10B. Pak Polisi

118 27 4
                                    

Cerita ini hanya fiksi belaka.
Jika ada kesamaan nama tokoh, tempat kejadian ataupun cerita, itu adalah kebetulan semata dan tidak ada unsur kesengajaan.
[*******]

Pak Radi menepati ucapannya. Dia benar-benar datang ke rumah Putmi. Walaupun perempuan manis itu jelas-jelas menolaknya dan tak ingin menemuinya lagi.

Tapi Pak Radi tak peduli. Dia tak akan menerima begitu saja. Tentunya punya rencana tersendiri untuk merealisasikan keinginannya.

"Assalamu'alaikum." Lelaki tinggi tersebut mengetuk pintu rumah Putmi.

Tak lama terdengar sahutan dari dalam, "Wa'alaikum salam." Pintu terbuka dengan perlahan, menampilkan seorang wanita berambut pendek yang bisa dipastikan merupakan ibu dari Putmilasari. "Eh," dia nampak sedikit kaget, lalu kembali menormalkan ekspresinya. "Maaf, ada perlu dengan siapa?"

"Emm, saya Radi, temannya Putmi. Apa Putmi-nya ada?" tanya Pak Radi penuh kesopanan.

"O-oh, teman Putmi," ujar wanita tersebut yang terlihat ragu. Dia sedikit tak percaya jika putrinya memiliki teman seorang polisi. Apa jangan-jangan si Putmi mulai bandel? Sampai berurusan sama polisi? Dia mulai berspekulasi.

"Putmi-nya gak ada, Pak, kalau jam segini. Masih kerja dia." Ibu Putmi berjalan menjauhi pintu. "Em-ma-maaf nih, Pak, gak sopan ya saya. Mari, duduk dulu. Kita bicara sambil duduk." Wanita tersebut menunjukkan tempat duduk yang ada di terasnya.

"Tidak apa-apa, Ibu. Saya hanya sebentar di sini." Pak Radi menolak dengan segan. "Kalau boleh tahu Putmi kerja di mana, ya?"
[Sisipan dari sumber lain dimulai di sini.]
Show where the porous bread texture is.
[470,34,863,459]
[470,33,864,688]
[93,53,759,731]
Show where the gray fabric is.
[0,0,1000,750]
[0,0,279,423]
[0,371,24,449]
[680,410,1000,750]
Ibu Putmi mengatakan jika Putmi bekerja di Bonjon. Pabrik kecil yang berada di dekat apotek. Sudah dua bulanan dia bekerja di sana. Istirahatnya hanya setengah jam, jadi Pak Radi tak bisa memaksakan bertemunya saat ini.

Pak Radi memilih kembali ke kantor. Berniat menemui si gadis manis saat waktunya pulang kerja. Sekalian menjemputnya juga. Ralat. Sekalian memaksanya ikut pulang dengan dirinya.

[*******]

"Lama banget," gerutu Pak Radi yang sudah duduk di atas motor selama seperempat jam. Sesuai permintaan ibunya, dia tak boleh menjemput Putmi langsung ke tempat kerja. Jadilah dia menunggu di depan warung yang ada di samping apotek.
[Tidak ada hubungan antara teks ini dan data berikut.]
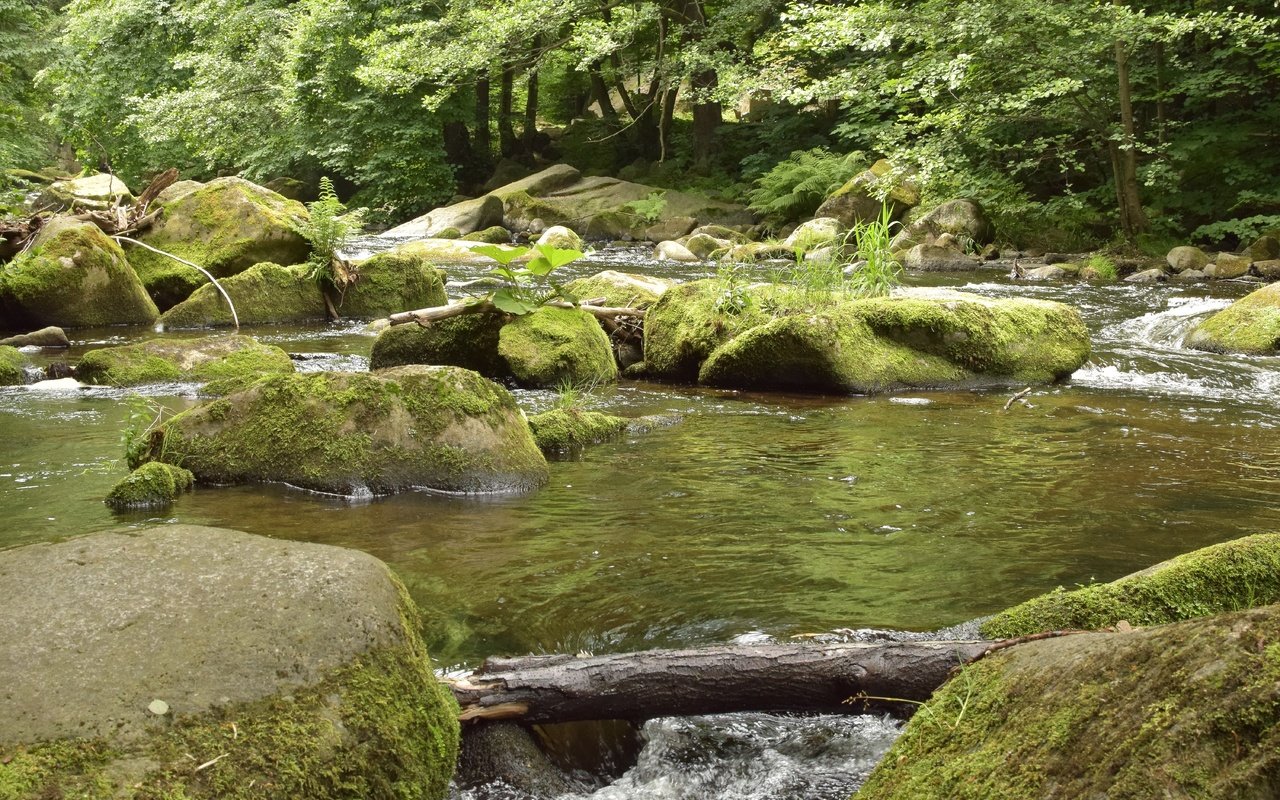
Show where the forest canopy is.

Sedari tadi beberapa orang keluar dari pabrik tempat kerja Putmi. Tapi tak terlihat hidung mungil gadis manis pujaan Pak Radi. "Apa saya tanya yang lewat?" Ia bertanya-tanya. Saat ada satu-dua perempuan yang melihat ke arahnya.
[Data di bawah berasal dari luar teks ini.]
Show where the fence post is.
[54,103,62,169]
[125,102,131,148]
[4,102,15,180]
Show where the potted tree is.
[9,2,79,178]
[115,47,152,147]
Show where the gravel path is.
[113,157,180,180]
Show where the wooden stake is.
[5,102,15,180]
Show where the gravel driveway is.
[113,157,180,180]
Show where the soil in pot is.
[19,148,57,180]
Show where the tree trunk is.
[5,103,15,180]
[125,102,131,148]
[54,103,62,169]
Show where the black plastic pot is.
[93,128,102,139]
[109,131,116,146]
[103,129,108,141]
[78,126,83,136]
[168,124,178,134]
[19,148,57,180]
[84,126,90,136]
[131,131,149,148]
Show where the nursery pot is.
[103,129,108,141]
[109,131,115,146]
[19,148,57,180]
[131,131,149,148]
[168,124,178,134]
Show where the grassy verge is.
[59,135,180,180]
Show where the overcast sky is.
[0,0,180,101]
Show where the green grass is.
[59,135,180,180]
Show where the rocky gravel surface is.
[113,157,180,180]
Namun niatnya urung dilakukan, ketika melihat Putmi sudah keluar dari tempat kerjanya. "Putmi!" panggil Pak Radi dari tempatnya. Tak terlalu keras, tapi cukup berhasil untuk mencuri perhatian si gadis manis.

Putmi menoleh, lalu terlonjak kaget saat tahu siapa yang memanggil namanya. "Pak Radi? Bapak ngapain di sinii?!" Dia berjalan mendekati lelaki tersebut. Walaupun malas. Dia tetap harus melakukannya.

"Saya menjemput kamu," ujar Pak Radi dingin. Tanpa mau repot-repot turun dari motor.

"Buat apa?" tanya Putmi retoris. Menatap penuh kekesalan pada lelaki di hadapannya. "Maaf ya, Pak, mending Bapak pulang, deh. Saya bisa pulang sendiri, kok. Jalan kaki juga nyampe. Deket inih." Gadis tersebut sudah akan berbalik jika saja Pak Radi tidak bersuara.

"Oh, kamu mau saya ke tempat kerja kamu? Oke, saya ke sana sekarang." Pak Radi turun dari motor. "Saya tanya pada orang-orang yang ada di dalam, 'Apa Putmi sudah pulang? Saya mau menjemput pacar saya. Namanya Putmi.' Begitu?" Dia mulai melangkahkan kakinya.

"Eeh, jangan, dong!" Putmi buru-buru menarik lengan lelaki tinggi tersebut. "Pak Radi apaan, sih! Saya 'kan bukan pacar Bapak. Ngapain lagi pake ke sana!"